ヨーロッパ宇宙機関(ESA)は12月20日、軽量かつ高強度の炭素繊維強化プラスチック(CFRP)を使った将来のロケット燃料タンクの開発プログラム「Phoebus」の試験結果を発表した。

ESAによると、Phoebusプログラムはアリアン6やベガCなどのペイロードフェアリングに使われているCFRPをさらに活用し、ロケットの液体燃料タンクや構造体にも適用することを目指している。CFRP製のタンクを使用すれば、金属製の従来タンクと比較して大幅に軽量化できるため、ロケットの打ち上げ能力の向上が期待できる。

Phoebusのタンクはこれまでに複数の試験に耐え抜いている。10月には気密性能試験に合格し、液体窒素を-196°Cに冷やした状態で13バールの圧力に耐えた。
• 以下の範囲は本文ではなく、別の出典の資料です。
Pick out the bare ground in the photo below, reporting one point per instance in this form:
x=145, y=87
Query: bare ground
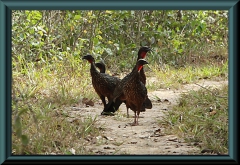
x=148, y=137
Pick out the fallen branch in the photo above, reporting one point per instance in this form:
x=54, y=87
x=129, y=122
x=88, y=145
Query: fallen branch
x=211, y=91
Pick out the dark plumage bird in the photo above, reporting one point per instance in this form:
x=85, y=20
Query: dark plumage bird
x=103, y=84
x=134, y=91
x=101, y=66
x=147, y=103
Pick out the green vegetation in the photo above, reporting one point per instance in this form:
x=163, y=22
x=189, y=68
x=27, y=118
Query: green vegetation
x=49, y=75
x=201, y=117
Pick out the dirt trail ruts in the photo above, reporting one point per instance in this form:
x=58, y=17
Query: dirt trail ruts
x=148, y=137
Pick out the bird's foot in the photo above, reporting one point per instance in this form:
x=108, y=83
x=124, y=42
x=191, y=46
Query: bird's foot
x=107, y=113
x=134, y=124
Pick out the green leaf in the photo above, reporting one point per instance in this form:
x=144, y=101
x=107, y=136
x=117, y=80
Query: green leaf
x=77, y=17
x=24, y=139
x=18, y=127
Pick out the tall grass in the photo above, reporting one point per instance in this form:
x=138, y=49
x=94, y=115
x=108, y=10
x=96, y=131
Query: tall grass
x=41, y=90
x=201, y=117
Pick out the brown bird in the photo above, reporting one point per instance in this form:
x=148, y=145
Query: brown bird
x=141, y=55
x=103, y=84
x=134, y=91
x=147, y=103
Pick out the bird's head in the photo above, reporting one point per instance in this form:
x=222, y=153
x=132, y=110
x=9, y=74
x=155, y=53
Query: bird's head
x=143, y=52
x=140, y=63
x=88, y=57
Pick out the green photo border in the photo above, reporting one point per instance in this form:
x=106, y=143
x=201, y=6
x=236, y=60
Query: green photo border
x=6, y=71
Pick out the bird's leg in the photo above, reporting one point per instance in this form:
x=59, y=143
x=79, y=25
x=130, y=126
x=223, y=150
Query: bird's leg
x=134, y=123
x=103, y=101
x=138, y=112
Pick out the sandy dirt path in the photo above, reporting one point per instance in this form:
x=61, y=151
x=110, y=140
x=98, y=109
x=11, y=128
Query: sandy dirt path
x=119, y=137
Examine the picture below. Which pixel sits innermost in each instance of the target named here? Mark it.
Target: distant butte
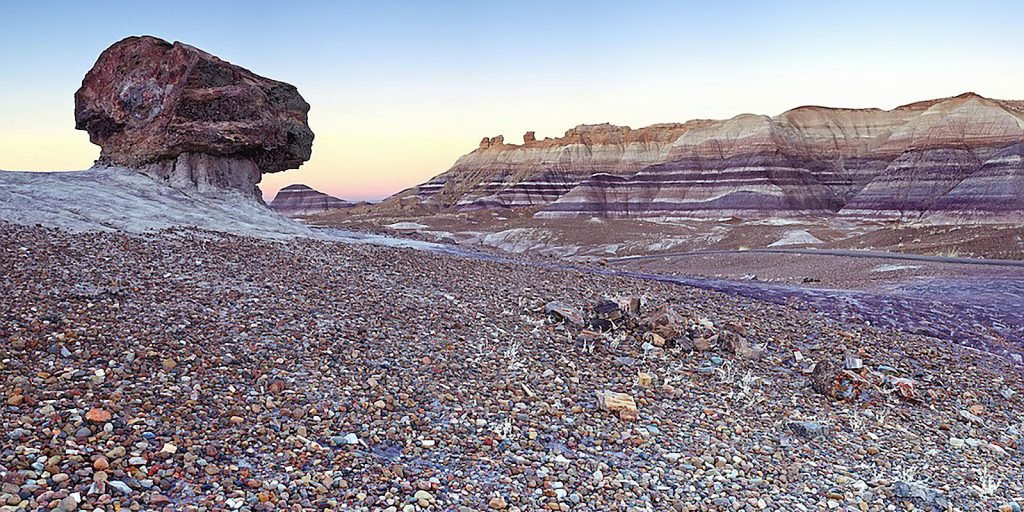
(947, 160)
(182, 116)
12月にはドイツの軍事試験場で液体酸素との反応性試験もクリアした。ESAの担当マネージャーは「酸素タンクの試験は完全な成功で、タンクは完璧に耐え抜いた」とコメントしている。

今後はアリアン6に搭載可能な全長4メートルの実物大タンクの製造や、液体水素タンクとの組み合わせ試験などを行う計画だ。ESAはCFRP製の軽量タンクをアリアン6の新型上段に使用することを最終目標としている。